Novel ligands designed to activate mu opioid receptors and provide analgesic effects without opioid-related side effects, providing specific insight into the cellular impact of opioid receptor-based activation as related to pain medications. These ligands could be used as a tool to negate drug tolerance and dependence as well as other adverse side effects.
Opioid drugs are widely used for the management of severe or chronic pain. Although highly effective, opioid-based analgesics are associated with a plethora of side effects including sedation, constipation, respiratory depression as well as tolerance and dependence. The mechanism for opioid-based analgesia has been defined in the literature but the pathways involved in the aforementioned side effects are not well understood.
Develop new drugs for the management of severe or chronic pain, elucidate the role of mu opioid receptors with regard to specific analgesic effects (blocking of neurotransmitters) versus downstream cellular events that contribute to drug tolerance and dependence, as well as other side effects including respiratory depression and constipation.
These ligands were designed to bind to opioid receptors on the surface of nerve cells and block the transmission of pain signals as in the case of opioid-based drug compounds. Furthermore, these ligands activate opioid receptors without recruiting beta-arrestin-2, which is thought to be involved in tolerance, constipation, and respiratory suppression associated with opioid pain medications.

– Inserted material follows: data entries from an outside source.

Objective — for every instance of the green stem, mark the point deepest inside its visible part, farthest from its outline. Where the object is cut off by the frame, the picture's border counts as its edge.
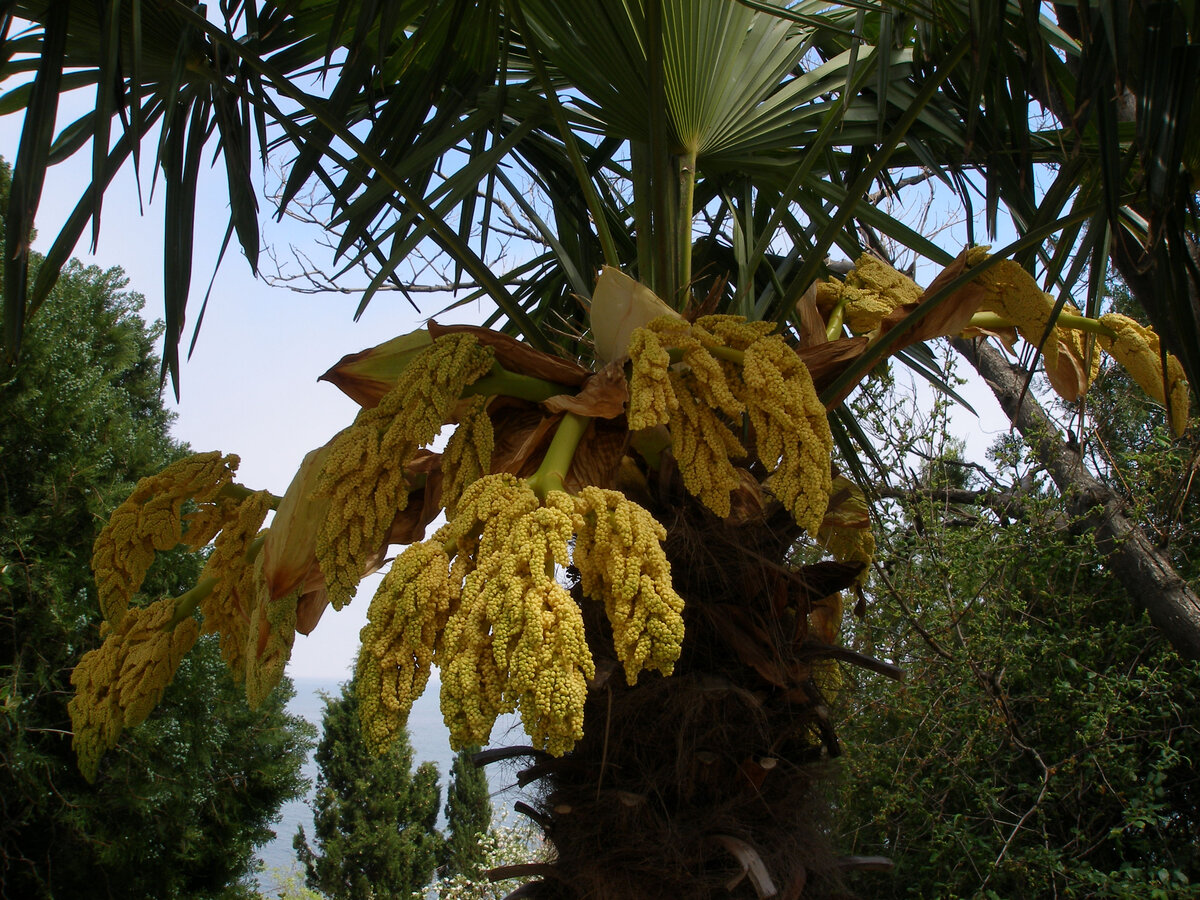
(833, 328)
(1066, 319)
(551, 475)
(187, 603)
(511, 384)
(687, 197)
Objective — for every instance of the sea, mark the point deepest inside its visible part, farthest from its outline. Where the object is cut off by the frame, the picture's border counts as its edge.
(431, 742)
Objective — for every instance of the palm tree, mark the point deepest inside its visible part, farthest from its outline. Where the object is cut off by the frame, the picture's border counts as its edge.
(718, 153)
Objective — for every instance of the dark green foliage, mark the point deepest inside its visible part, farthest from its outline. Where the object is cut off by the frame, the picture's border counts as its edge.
(468, 815)
(180, 805)
(1047, 741)
(375, 819)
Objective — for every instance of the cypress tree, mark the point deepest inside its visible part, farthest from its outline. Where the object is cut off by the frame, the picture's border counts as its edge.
(375, 817)
(468, 815)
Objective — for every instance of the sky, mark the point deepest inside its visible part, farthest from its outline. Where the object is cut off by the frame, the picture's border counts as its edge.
(251, 385)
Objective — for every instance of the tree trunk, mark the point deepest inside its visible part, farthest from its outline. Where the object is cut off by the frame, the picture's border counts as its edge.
(711, 783)
(1145, 571)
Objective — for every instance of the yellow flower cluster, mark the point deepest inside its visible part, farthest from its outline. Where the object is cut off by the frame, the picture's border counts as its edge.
(468, 454)
(149, 520)
(516, 639)
(232, 564)
(618, 551)
(702, 445)
(651, 397)
(364, 474)
(1139, 351)
(792, 433)
(729, 367)
(869, 293)
(405, 618)
(119, 683)
(850, 545)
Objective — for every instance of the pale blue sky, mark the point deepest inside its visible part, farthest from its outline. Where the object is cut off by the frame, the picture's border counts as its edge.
(251, 384)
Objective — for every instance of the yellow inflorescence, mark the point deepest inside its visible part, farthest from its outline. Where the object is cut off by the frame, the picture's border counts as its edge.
(232, 563)
(618, 551)
(149, 521)
(406, 617)
(1014, 294)
(468, 454)
(869, 293)
(364, 475)
(850, 545)
(119, 683)
(651, 399)
(791, 431)
(516, 640)
(702, 445)
(729, 367)
(1139, 351)
(733, 331)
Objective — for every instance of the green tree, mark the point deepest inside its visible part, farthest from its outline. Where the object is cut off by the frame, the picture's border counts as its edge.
(720, 153)
(373, 816)
(1045, 738)
(180, 807)
(468, 816)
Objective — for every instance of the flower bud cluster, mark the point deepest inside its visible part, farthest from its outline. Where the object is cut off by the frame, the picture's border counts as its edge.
(364, 473)
(870, 292)
(232, 564)
(791, 431)
(405, 618)
(618, 552)
(149, 520)
(119, 683)
(1138, 348)
(726, 369)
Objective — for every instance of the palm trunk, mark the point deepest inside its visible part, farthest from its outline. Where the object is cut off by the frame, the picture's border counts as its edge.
(712, 783)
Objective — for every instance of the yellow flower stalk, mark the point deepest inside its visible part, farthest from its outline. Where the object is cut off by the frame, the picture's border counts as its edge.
(516, 640)
(702, 445)
(651, 397)
(735, 331)
(618, 552)
(149, 520)
(472, 681)
(1139, 351)
(364, 474)
(870, 292)
(405, 618)
(792, 436)
(120, 683)
(232, 565)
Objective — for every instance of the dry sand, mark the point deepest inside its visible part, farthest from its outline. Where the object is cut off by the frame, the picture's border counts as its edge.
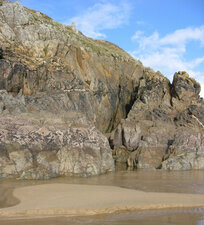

Specificity and selectivity for mu opioid receptors in vitro and in vivo. Potent analgesic effect when administered in vivo in an animal model. Reduced side effects in comparison to morphine: no tolerance or dependence and reduced motor impairment. Could ultimately allow for the development of new medications for the treatment of severe or chronic pain without the propensity for developing tolerance or dependence.
The widespread use of opioid medications is largely attributed to the comorbidity of chronic pain with several major conditions including cancer, arthritis, and diabetes. In addition, the widespread use of prescription opioids has correlated with significant tolerance and dependence. The technology described herein could serve as a tool for distinguishing between the analgesic effects of opioid-receptor stimulation versus downstream events that are responsible for the adverse and unwanted effects of opioid medications.